Articles | Volume 10, issue 4
Clim. Past, 10, 1567–1579, 2014
Clim. Past, 10, 1567–1579, 2014

Research article 27 Aug 2014

Research article | 27 Aug 2014

Deglacial ice sheet meltdown: orbital pacemaking and CO2 effects

M. Heinemann1,2,3, A. Timmermann2,3, O. Elison Timm4, F. Saito5, and A. Abe-Ouchi5,6 M. Heinemann et al.
  • 1Earth and Environmental Systems Institute, Pennsylvania State University, University Park, USA
  • 2International Pacific Research Center, School of Ocean and Earth Science and Technology, University of Hawaii, Honolulu, USA
  • 3Department of Oceanography, School of Ocean and Earth Science and Technology, University of Hawaii, Honolulu, USA
  • 4Department of Atmospheric and Environmental Sciences, University at Albany, State University of New York, Albany, USA
  • 5Department of Integrated Climate Change Projection Research, Japan Agency for Marine-Earth Science and Technology, Yokohama, Japan
  • 6Atmosphere and Ocean Research Institute, University of Tokyo, Kashiwa, Japan

Abstract.
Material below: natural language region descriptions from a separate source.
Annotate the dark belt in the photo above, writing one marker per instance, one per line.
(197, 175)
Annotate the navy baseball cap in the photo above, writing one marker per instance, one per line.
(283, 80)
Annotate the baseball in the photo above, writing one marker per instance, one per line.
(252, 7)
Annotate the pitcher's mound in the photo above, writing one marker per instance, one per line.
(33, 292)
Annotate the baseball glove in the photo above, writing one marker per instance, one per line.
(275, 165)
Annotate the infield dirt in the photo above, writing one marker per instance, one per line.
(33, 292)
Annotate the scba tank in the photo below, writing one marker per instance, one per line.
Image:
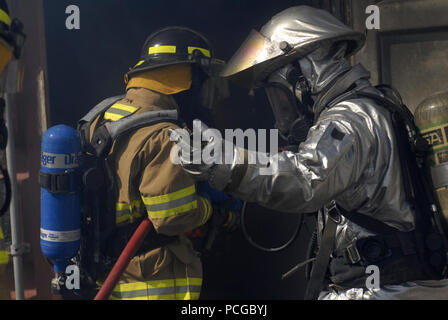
(60, 196)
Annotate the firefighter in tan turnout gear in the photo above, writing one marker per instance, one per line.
(174, 66)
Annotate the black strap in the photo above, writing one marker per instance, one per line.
(59, 182)
(320, 267)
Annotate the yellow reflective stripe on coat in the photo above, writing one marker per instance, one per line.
(5, 18)
(125, 211)
(205, 52)
(162, 49)
(119, 111)
(171, 204)
(4, 257)
(171, 289)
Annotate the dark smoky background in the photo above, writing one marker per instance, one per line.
(87, 65)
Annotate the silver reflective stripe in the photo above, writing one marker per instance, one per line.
(156, 291)
(59, 161)
(60, 236)
(171, 204)
(439, 175)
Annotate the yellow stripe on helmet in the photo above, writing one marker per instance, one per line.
(5, 18)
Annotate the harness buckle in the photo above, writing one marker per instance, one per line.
(334, 213)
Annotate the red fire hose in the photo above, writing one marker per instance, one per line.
(124, 259)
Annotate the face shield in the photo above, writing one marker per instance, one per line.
(293, 119)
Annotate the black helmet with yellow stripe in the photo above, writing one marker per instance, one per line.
(11, 31)
(174, 45)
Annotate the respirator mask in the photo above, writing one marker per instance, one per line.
(289, 96)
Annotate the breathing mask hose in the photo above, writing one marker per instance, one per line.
(124, 259)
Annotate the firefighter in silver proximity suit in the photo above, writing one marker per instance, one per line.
(348, 159)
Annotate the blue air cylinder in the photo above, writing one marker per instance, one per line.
(60, 196)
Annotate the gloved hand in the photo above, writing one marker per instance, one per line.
(218, 174)
(218, 198)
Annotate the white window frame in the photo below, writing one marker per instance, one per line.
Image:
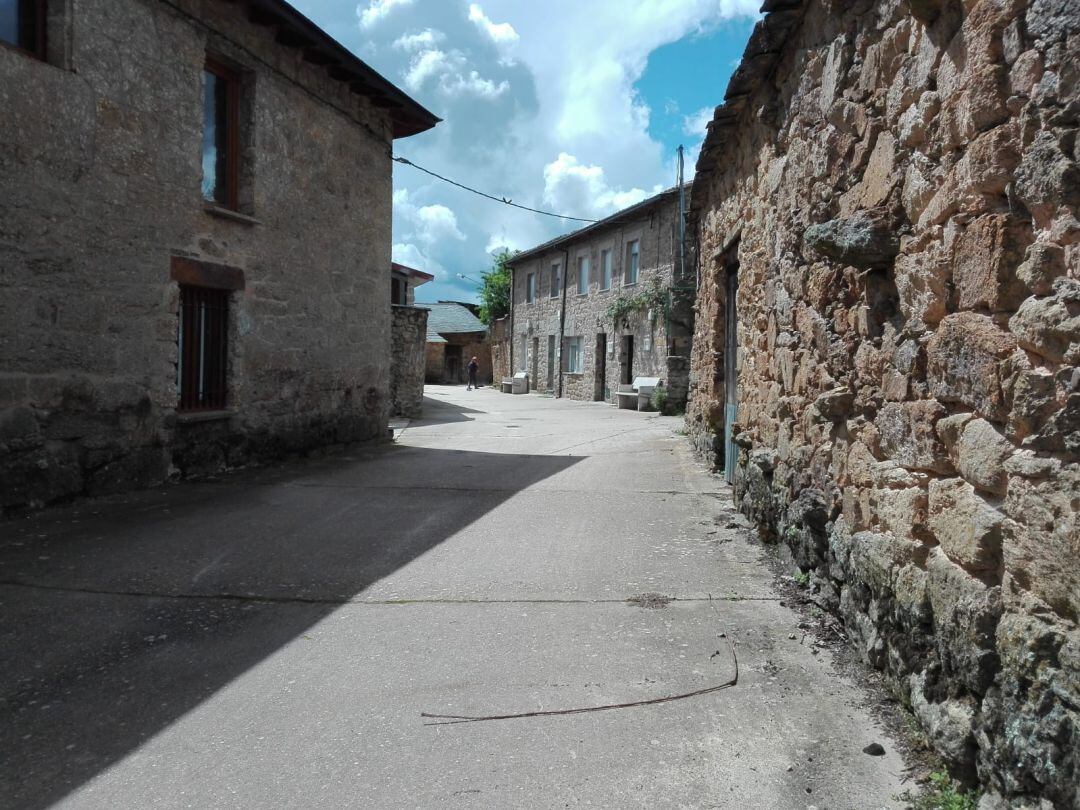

One hundred thousand years of ice sheet buildup came to a rapid end ∼25–10 thousand years before present (ka BP), when ice sheets receded quickly and multi-proxy reconstructed global mean surface temperatures rose by ∼3–5 °C. It still remains unresolved whether insolation changes due to variations of earth's tilt and orbit were sufficient to terminate glacial conditions. Using a coupled three-dimensional climate–ice sheet model, we simulate the climate and Northern Hemisphere ice sheet evolution from 78 ka BP to 0 ka BP in good agreement with sea level and ice topography reconstructions. Based on this simulation and a series of deglacial sensitivity experiments with individually varying orbital parameters and prescribed CO2, we find that enhanced calving led to a slowdown of ice sheet growth as early as ∼8 ka prior to the Last Glacial Maximum (LGM). The glacial termination was then initiated by enhanced ablation due to increasing obliquity and precession, in agreement with the Milankovitch theory. However, our results also support the notion that the ∼100 ppmv rise of atmospheric CO2 after ∼18 ka BP was a key contributor to the deglaciation. Without it, the present-day ice volume would be comparable to that of the LGM and global mean temperatures would be about 3 °C lower than today. We further demonstrate that neither orbital forcing nor rising CO2 concentrations alone were sufficient to complete the deglaciation.